It’s at MIT:
MIT’s newly upgraded wireless network—extended this month to cover the entire school—doesn’t merely get you online in study halls, stairwells or any other spot on the 9.4 million square foot campus. It also provides information on exactly how many people are logged on at any given location at any given time.
It even reveals a user’s identity if the individual has opted to make that data public.
MIT researchers did this by developing electronic maps that track across campus, day and night, the devices people use to connect to the network, whether they’re laptops, wireless PDAs or even Wi-Fi equipped cell phones.
WiFi is certainly a good technology for this sort of massive surveillance. It’s an open and well-standardized technology that allows anyone to go into the surveillance business. Bluetooth is a similar technology: open and easy to use. Cell phone technologies, on the other hand, are closed and proprietary. RFID might be the preferred surveillance technology of the future, depending on how open and standardized it becomes.
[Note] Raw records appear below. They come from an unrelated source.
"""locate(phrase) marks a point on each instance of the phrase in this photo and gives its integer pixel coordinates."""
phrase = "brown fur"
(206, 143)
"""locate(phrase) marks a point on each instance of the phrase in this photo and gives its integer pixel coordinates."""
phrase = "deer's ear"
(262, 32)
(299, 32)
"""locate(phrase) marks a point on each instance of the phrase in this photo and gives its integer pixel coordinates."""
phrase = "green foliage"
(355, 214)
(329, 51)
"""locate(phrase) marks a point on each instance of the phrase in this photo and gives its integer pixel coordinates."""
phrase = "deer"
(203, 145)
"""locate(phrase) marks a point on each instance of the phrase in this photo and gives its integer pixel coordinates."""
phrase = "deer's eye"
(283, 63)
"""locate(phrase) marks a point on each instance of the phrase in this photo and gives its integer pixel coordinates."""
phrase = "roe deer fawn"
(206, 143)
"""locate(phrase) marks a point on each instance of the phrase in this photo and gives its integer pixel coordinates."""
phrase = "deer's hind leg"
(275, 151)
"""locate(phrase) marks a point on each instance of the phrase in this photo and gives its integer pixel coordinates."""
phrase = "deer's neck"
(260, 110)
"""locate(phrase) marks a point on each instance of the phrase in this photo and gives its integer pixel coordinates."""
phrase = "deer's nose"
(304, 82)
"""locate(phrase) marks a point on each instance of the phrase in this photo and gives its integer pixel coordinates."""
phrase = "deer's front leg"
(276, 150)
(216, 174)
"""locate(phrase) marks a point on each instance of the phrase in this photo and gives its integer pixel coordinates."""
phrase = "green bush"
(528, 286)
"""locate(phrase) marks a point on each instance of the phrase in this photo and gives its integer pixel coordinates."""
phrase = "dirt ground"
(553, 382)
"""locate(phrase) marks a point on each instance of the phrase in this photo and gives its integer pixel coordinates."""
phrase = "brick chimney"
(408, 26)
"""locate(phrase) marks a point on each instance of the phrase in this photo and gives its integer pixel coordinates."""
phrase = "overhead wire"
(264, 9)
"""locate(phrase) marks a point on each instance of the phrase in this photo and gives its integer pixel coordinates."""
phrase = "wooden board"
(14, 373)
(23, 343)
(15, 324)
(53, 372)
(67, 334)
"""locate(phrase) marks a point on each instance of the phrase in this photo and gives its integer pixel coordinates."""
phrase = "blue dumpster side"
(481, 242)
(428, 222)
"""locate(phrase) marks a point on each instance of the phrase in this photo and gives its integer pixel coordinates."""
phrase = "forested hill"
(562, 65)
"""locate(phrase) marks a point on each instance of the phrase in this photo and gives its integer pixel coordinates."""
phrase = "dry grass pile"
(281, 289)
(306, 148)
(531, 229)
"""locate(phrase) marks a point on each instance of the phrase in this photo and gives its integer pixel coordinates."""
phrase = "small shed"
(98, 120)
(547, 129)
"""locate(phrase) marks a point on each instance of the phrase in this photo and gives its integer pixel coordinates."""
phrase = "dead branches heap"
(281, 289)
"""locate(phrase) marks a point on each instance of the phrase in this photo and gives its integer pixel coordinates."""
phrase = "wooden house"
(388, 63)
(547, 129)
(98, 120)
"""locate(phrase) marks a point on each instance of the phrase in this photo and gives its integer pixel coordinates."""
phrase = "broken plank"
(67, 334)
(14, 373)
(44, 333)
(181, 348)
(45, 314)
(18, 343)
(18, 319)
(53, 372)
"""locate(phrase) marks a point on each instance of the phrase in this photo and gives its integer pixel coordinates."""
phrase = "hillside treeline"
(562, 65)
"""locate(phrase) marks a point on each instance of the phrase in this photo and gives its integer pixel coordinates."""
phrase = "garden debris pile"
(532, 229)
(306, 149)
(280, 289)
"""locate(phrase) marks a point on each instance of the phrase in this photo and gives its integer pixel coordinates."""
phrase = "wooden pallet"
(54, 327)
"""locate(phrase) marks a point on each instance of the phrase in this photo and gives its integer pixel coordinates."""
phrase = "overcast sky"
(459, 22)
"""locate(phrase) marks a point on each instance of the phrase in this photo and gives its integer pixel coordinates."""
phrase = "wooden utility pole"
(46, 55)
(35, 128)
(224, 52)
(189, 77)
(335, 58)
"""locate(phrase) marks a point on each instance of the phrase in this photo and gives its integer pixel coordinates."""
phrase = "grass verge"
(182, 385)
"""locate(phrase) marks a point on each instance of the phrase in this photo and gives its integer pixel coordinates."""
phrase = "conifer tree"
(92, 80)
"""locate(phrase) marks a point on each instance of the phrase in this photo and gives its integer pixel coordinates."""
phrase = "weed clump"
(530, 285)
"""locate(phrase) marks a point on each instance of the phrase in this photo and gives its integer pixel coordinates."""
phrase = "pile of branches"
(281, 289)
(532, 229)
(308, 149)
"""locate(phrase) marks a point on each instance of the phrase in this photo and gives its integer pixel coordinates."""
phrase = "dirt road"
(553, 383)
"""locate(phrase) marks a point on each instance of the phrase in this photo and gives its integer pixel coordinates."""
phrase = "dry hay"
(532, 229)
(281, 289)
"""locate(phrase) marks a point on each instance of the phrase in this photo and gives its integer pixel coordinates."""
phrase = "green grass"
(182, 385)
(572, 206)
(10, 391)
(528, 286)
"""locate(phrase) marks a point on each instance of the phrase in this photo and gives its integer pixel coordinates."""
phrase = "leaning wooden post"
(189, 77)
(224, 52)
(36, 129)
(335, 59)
Whatever the technology, privacy is a serious concern:
While every device connected to the campus network via Wi-Fi is visible on the constantly refreshed electronic maps, the identity of the users is confidential unless they volunteer to make it public.
Those students, faculty and staff who opt in are essentially agreeing to let others track them.
“This raises some serious privacy issues,” Ratti said. “But where better than to work these concerns out but on a research campus?”
Rich Pell, a 21-year-old electrical engineering senior from Spartanburg, S.C., was less than enthusiastic about the new system’s potential for people monitoring. He predicted not many fellow students would opt into that.
“I wouldn’t want all my friends and professors tracking me all the time. I like my privacy,” he said. “I can’t think of anyone who would think that’s a good idea. Everyone wants to be out of contact now and then.”